Winn-Dixie, Publix and other popular grocery markets allow us to order a pound of Boar’s Head Cajun Turkey, sliced sandwich thin, and we keep the meat in our refrigerator, tightly sealed, waiting for us to be hungry enough to make a lunch meat sub sandwich, all without witnessing the bloody end to a farm animal’s life.
I believe there is an honor about having to kill and dress out your own meat you eat while ignoring the death contributes towards a lack of awareness.
Geese, ducks, turkeys and chickens all require time and lots of feed to grow big enough to be ‘eatin’ size’ yet they, as in a sandwich can be completely devoured in a couple of minutes. Four or five months to raise and only a day to devour. Pounds and pounds of feed and forage, gallons and gallons of water for drinking and swimming all invested in a ten pound or so bird eaten at one family meal.
The same amount of grain and forage used to grow the bird to fryer size would have sustained a human for weeks.
Sure we can continue to eat meat every day for every meal until we die for there is nothing stopping us, here in America. I’m sure many people will continue to do so and I choose not to crusade against their habits and beliefs. Yet for me though it is all a different story now.

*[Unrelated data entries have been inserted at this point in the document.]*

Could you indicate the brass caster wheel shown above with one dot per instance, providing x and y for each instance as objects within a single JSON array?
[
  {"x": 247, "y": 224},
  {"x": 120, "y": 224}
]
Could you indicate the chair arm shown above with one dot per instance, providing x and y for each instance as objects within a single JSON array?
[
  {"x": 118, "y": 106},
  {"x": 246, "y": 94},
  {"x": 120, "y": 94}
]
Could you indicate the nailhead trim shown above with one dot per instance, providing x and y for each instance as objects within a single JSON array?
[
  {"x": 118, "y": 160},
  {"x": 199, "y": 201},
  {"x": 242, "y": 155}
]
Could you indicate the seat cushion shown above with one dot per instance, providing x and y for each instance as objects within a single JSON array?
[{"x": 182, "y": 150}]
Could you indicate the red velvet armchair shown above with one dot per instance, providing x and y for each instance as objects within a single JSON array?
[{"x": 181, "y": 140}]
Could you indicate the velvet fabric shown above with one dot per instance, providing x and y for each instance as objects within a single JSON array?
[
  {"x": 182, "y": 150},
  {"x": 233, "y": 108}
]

I choose the step away from the practice of eating meat purchased from the store because I want to eat in a manner where I have a meaningful connection to my food.
Moreover, in my weak attempt to pursue sustainability I’ve elected to reduce my ecological and carbon footprint. For now, effective sustainability activism is not participation in a mighty, public crusade but a personal choice for Kevin Songer. I choose to eat food we quickly grow in the garden; beans, grains, vegetables and fruits.
Consuming a bird in less than thirty minutes when five months of intensive carbon footprint maintenance was required to raise the bird to edible size is not sustainable.
As is usually the case when learning, the Urban Farm efforts have raised more questions about life and death than provided answers. Certainly I’ve learned and seen those ways I’d never before seen, touched or tasted. There is little noticeable affection between our farm fowl, even among those of the same genera.
The turkeys, chickens, ducks and geese are all each focused on self preservation. They want to eat and they will grab food from other beaks quickly and without remorse. Weaklings are shunned, rammed and pecked. Strangers brought into the flock are jumped upon and attacked with amazing ferocity.
But it is a beautiful harshness and there are those moments where the spirits of an Urban Farm critter make a profound connection to ones' soul, usually with amazing eye contact and a fleeting but powerful understanding and acknowledgement between homo sapiens and the animal creature, an understanding that transcends time and place.
The momentary mystical insight into the true understanding of the ways of life is quickly severed though as the bird snaps itself out of the meaningless trance and shakes his or her head, covering my starry-eyed questioning face with slobber and half-chewed forage.
The goose walks away and I go wash my face off with chlorinated water supplied through a reinforced nylon hose and cast metal spray nozzle made in China. The goose has a life with no deceit. Human life is levels more complicated.